NSO Group Knock On: Live from Madrid
May 10, 2022
The NSO Group fan Paz Esteban has been gored (metaphorically speaking, of course). “Spain’s Spy Chief Sacked after Pegasus Spyware Revelations” reports that “Paz Esteban reportedly loses job after Catalan independence figures were said to have been targeted.” How about those hedging Latinate structures. The write up alleges:
Paz Esteban reportedly confirmed last week that 18 members of the Catalan independence movement were spied on with judicial approval by Spain’s National Intelligence Centre.
I suppose spying on the Barcelona football team makes sense if one roots for Real Madrid. It is a stretch that 18 individuals who want to do a 180 degree turn away from Madrid’s approach to maintaining law, order, health, peace, prosperity, etc. etc.
The write up notes:
Esteban reportedly confirmed last week to a congressional committee that 18 members of the Catalan independence movement were spied on with judicial approval by Spain’s National Intelligence Centre (CNI), leaving the Catalan regional government demanding answers.

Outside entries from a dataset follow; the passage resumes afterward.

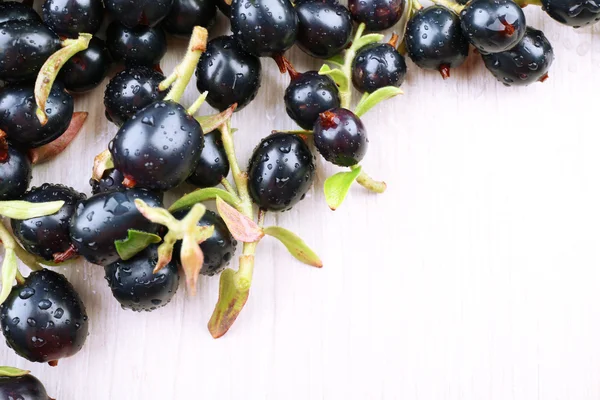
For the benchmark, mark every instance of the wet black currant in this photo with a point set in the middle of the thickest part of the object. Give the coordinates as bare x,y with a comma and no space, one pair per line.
72,17
186,14
159,147
264,28
435,40
86,69
131,90
493,26
141,45
341,137
527,62
44,319
281,171
106,217
136,287
213,165
324,28
377,15
228,73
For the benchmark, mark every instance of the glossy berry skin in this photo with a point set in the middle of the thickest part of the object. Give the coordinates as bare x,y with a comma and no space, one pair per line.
87,69
48,235
132,13
434,40
377,65
308,95
526,63
44,319
186,14
264,28
15,174
377,15
324,28
136,287
24,47
493,26
159,147
213,165
18,119
25,387
141,45
131,90
106,217
218,249
228,73
72,17
341,137
281,171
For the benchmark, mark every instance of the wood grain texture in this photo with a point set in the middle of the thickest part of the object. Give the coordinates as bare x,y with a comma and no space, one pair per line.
474,277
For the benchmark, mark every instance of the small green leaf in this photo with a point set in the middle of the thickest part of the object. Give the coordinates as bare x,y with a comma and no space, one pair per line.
369,101
136,241
337,186
295,245
18,209
201,195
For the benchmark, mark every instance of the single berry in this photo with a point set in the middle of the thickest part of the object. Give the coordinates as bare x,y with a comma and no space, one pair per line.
324,28
106,217
341,137
493,26
44,319
213,165
281,171
135,285
228,73
131,90
435,40
527,62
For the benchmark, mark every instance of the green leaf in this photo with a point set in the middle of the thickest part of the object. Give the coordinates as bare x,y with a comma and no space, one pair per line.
369,101
24,210
136,241
201,195
337,186
295,245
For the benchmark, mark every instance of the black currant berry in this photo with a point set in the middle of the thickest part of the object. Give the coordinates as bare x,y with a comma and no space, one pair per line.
218,249
308,95
87,69
281,171
186,14
435,40
377,15
106,217
24,48
135,285
26,387
341,137
324,28
44,319
132,13
72,17
213,165
378,65
141,45
131,90
527,62
228,73
19,121
493,26
264,28
159,147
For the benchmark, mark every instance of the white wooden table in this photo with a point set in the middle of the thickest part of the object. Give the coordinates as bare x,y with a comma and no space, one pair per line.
475,276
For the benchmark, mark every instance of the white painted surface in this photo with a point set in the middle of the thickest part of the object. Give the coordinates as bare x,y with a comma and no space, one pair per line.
474,277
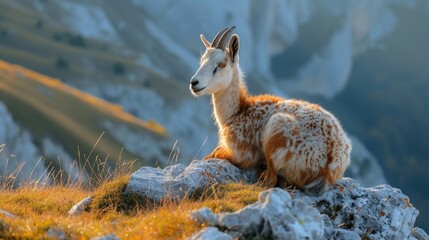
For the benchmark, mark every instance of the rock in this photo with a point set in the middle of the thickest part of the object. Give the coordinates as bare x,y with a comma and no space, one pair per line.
81,206
419,234
345,211
210,233
378,213
107,237
7,214
204,215
177,181
274,216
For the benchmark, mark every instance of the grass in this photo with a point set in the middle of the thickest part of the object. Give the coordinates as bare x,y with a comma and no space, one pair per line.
43,209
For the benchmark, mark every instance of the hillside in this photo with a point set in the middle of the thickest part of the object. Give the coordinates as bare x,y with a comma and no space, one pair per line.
363,60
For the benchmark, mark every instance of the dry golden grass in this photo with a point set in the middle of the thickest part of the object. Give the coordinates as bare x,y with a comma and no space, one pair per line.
39,210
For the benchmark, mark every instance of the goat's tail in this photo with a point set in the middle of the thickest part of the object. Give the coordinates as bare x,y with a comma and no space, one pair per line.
316,187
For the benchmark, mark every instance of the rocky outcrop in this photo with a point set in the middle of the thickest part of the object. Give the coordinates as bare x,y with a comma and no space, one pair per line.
345,211
274,216
177,181
81,206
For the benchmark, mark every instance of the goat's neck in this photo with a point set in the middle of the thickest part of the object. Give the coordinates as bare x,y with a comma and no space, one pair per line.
226,103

Yep, the action was approved. Life would have been more like a late dinner than a burger from a fantastic American fast food restaurant. That’s the problem. The gobbling of the fries was approved by lawyers.

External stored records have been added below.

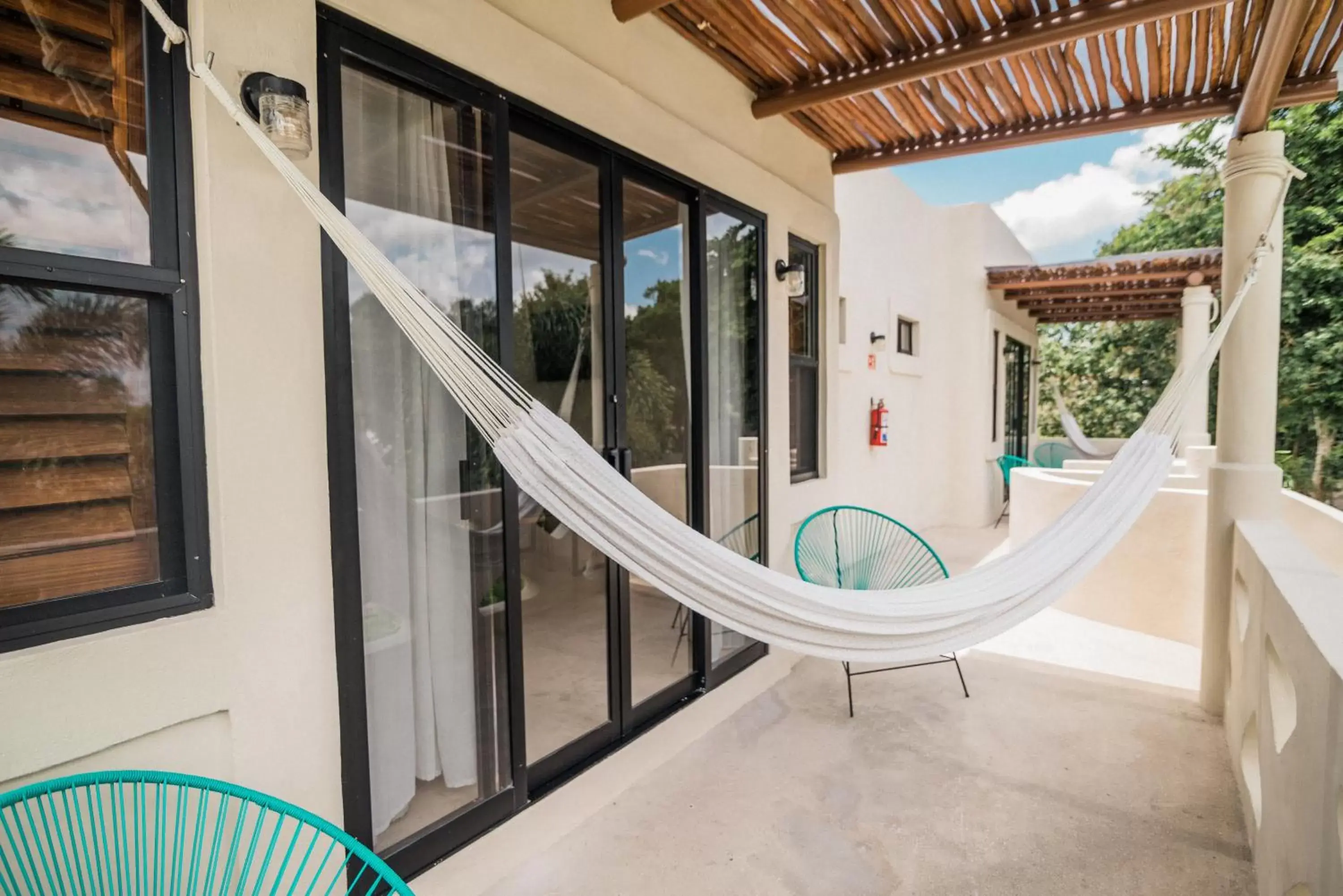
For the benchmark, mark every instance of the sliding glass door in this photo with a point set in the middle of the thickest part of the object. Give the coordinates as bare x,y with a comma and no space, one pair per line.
654,415
485,652
418,174
559,355
735,410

That’s a crisis. Making the spry 64 year old Ms. Esteban López the beard is unfortunate. My hunch is that some youthful whiz kids found the NSO Group’s Pegasus a fun digital horse to ride. The idea floated upwards for approval and ended up in front of the “judiciary.” That mysterious entity thought letting the kids ride the Pegasus was a perfectly okay idea.
Now a crisis is brewing. The gored Ms. Esteban López may only be one of the first in the intelligence, law enforcement, and judiciary to feel the prick of the digital bull’s horns and the knock from the beastie’s hooves.
Several observations:
- Who else will be implicated in this interesting matter? Who will be tossed aloft only to crash to the albero del ruedo?
- Will a parliamentary inquiry move forward? What will that become? A romp with Don Quixote and Sancho?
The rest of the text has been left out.